Two of the 20 proteins match hits from hop (Humulus lupulus), with one hit (cytochrome b559 subunit alpha) identified in both C. sativa (accession A0A0C5ARS8, highest score of 2265, FIG. 16) and H. lupulus species (accession A0A0U2GZT5, score of 902). The other protein from H. lupulus was chloroplastic 30S ribosomal protein S14. Overall, 18 accessions were unmodified proteoforms, six with one oxidation, one with 2 oxidations, and seven that display a N-terminus acetylation.

Comparing the list of cannabis intact proteins identified by a top-down approach to that of trypsin-digested proteins identified by bottom-up proteomics described above, 7 proteins overlap and 13 proteins are novel (Table 13).

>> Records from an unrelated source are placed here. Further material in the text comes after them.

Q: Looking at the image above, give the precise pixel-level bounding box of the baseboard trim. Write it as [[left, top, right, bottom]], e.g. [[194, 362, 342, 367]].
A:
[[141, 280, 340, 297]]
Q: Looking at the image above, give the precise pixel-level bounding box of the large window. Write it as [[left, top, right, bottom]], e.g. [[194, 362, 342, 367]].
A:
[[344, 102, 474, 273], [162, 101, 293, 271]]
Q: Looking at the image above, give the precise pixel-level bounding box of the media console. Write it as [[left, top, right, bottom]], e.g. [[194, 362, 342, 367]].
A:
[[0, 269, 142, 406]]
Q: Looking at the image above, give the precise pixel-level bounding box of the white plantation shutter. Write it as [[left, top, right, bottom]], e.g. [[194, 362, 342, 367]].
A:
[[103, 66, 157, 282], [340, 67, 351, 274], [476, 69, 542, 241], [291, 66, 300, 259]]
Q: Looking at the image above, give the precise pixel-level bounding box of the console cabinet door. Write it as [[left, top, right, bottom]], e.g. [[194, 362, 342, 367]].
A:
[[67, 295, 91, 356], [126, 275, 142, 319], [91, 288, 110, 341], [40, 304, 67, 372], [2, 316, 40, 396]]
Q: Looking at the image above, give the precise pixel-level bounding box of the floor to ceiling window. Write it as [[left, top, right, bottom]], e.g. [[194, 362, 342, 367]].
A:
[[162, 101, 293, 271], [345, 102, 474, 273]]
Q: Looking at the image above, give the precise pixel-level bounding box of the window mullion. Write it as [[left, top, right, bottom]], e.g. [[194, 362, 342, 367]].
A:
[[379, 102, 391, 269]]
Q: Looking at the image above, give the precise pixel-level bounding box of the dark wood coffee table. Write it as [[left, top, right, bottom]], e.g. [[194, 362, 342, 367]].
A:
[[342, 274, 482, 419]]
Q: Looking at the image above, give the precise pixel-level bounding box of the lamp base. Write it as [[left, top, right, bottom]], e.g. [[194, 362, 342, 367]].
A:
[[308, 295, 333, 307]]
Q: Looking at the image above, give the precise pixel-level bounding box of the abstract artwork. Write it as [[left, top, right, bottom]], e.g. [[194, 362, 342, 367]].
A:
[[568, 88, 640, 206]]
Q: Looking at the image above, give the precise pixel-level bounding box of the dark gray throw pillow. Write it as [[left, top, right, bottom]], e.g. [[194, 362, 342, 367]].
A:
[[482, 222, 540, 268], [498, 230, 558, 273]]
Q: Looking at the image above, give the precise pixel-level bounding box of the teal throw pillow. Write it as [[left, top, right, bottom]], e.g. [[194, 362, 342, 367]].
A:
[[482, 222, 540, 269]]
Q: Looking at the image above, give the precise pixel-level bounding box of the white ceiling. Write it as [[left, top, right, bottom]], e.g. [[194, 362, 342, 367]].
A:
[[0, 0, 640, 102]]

Most identified proteins (12/20, 60%) are involved in photosynthesis (subunits of cytochromes and photosystems I and II), then in protein translation (4 ribosomal proteins, 20%). Also identified are two ATP synthases, a non-specific lipid-transfer protein, and Betv1-like protein. Only one protein belongs to the phytocannabinoid biosynthesis, olivetolic acid cyclase (I6WU39, OAC), also identified by bottom-up proteomics (Table 4). With a Mascot score of 162, OAC is identified both as an unmodified proteoform and an acetylated proteoform (Table 13).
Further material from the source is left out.